Date : 20021015
Dossier : T-1382-00
Référence neutre : 2002 CFPI 1066
Entre :
HILDA HACIKYANER,
546 Inverness, Ville Mont-Royal, Qc. H3R 1C3
Demanderesse
- et -
AGENCE DES DOUANES ET DU REVENU DU CANADA,
305 Ouest Boul. René Lévesque, Mtl, Qc. H2Z 1A6
Défenderesse
MOTIFS DE L'ORDONNANCE
LE JUGE PINARD :
La présente demande de contrôle judiciaire vise l'annulation de la décision de l'Agence des douanes et du revenu du Canada (ci-après l'ADRC) rendue le 19 juin 2000 par le chef intérimaire des appels, M. Jean Laporte, rejetant la demande d'annulation des intérêts et des pénalités, faite par la demanderesse, conformément au paragraphe 220(3.1) de la Loi de l'impôt sur le revenu, L.R.C. (1985), ch. 1 (5e suppl.) (ci-après la Loi).
Le 15 décembre 1995, l'ADRC a émis une cotisation à l'endroit de la demanderesse, conformément à l'article 160 de la Loi.
Pour établir cette cotisation, l'ADRC a tenu compte du fait qu'au moment où le conjoint de la demanderesse était endetté pour de l'impôt dû au ministre du Revenu national pour les années 1987 à 1990, la demanderesse a bénéficié du transfert d'un immeuble d'une valeur excédant la dette de son mari, transfert pour lequel aucune contre-partie n'a été donnée à son conjoint.
En effet, ce transfert fut effectué par acte notarié daté du 31 janvier 1991 visant à changer le régime matrimonial des conjoints de la société d'acquêts à la séparation de biens.
Par ce changement de régime matrimonial, la demanderesse a reçu la résidence familiale d'une valeur marchande de plus de 300 000 $, cet immeuble étant alors grevé d'une hypothèque de 100 000 $. Aucune contre-partie n'a été donnée au mari en considération de ce transfert au moment duquel ce dernier avait une dette d'impôt impayée au ministre du Revenu national.
La demanderesse a contesté par avis d'opposition et, plus tard, par avis d'appel devant la Cour canadienne de l'impôt, la cotisation qui lui a été émise en raison de ce transfert. La cotisation a été confirmée par jugement de la Cour canadienne de l'impôt daté du 16 octobre 1997.
Le montant de la cotisation de la demanderesse est composé de la dette d'impôt de son conjoint au montant de 21 067,49 $, pour les années 1987 à 1990, plus les intérêts qui se sont accumulés sur cette dette jusqu'au moment de la cotisation émise entre les mains de la conjointe, bénéficiaire du transfert en vertu de l'article 160 de la Loi.

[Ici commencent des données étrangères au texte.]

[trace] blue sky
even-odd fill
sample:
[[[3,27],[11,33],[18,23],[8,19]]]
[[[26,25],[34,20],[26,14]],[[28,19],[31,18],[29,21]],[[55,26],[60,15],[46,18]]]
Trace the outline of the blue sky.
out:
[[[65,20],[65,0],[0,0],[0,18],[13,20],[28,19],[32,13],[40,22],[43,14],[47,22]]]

Vers la fin de 1998, la demanderesse s'est adressée au bureau des services fiscaux de Montréal de l'ADRC afin de demander que le montant de la dette fiscale qui lui a été imposée soit réduit en intérêts suivant les pouvoirs discrétionnaires conférés au Ministre en vertu du paragraphe 220(3.1) de la Loi.
Le 5 janvier 1999, un agent de l'ADRC a rejeté cette demande d'annulation des intérêts et la demanderesse a demandé à la direction du bureau des services fiscaux de Montréal de réviser la décision.
Dans l'examen de la demande de révision, le comité d'équité de la division du recouvrement des dettes a examiné les faits du dossier et a ensuite remis son rapport au chef intérimaire des appels, M. Jean Laporte, qui a pris la décision en cause du 19 juin 2000.
Monsieur Jean Laporte a refusé la demande d'annulation des intérêts et des pénalités de la cotisation ainsi :
[. . .]
In your representation, you have exposed the burden of this liability on your financial situation and the impact of the accumulation of interest on the unpaid debt. While I sympathize with your difficulties, you have not demonstrated the willingness to seek all avenues for an early resolution of the tax liability. Our information indicates that you have sufficient equity in your residence which would enable you to acquire sufficient funds to pay the arrears.
The fairness provisions are designated to permit the Agency to assist clients in resolving problems through no fault of their own.
I have considered the Agency's position with respect to the fairness provision and made a thorough and impartial review of the facts and representations that you have submitted to support your request. While I understand your concerns, I must deny your request to cancel the penalties and interest.
[. . .]
La disposition pertinente de la Loi de l'impôt sur le revenu, le paragraphe 220(3.1), se lit comme suit :
220. (3.1) The Minister may at any time waive or cancel all or any portion of any penalty or interest otherwise payable under this Act by a taxpayer or partnership and, notwithstanding subsections 152(4) to (5), such assessment of the interest and penalties payable by the taxpayer or partnership shall be made as is necessary to take into account the cancellation of the penalty or interest.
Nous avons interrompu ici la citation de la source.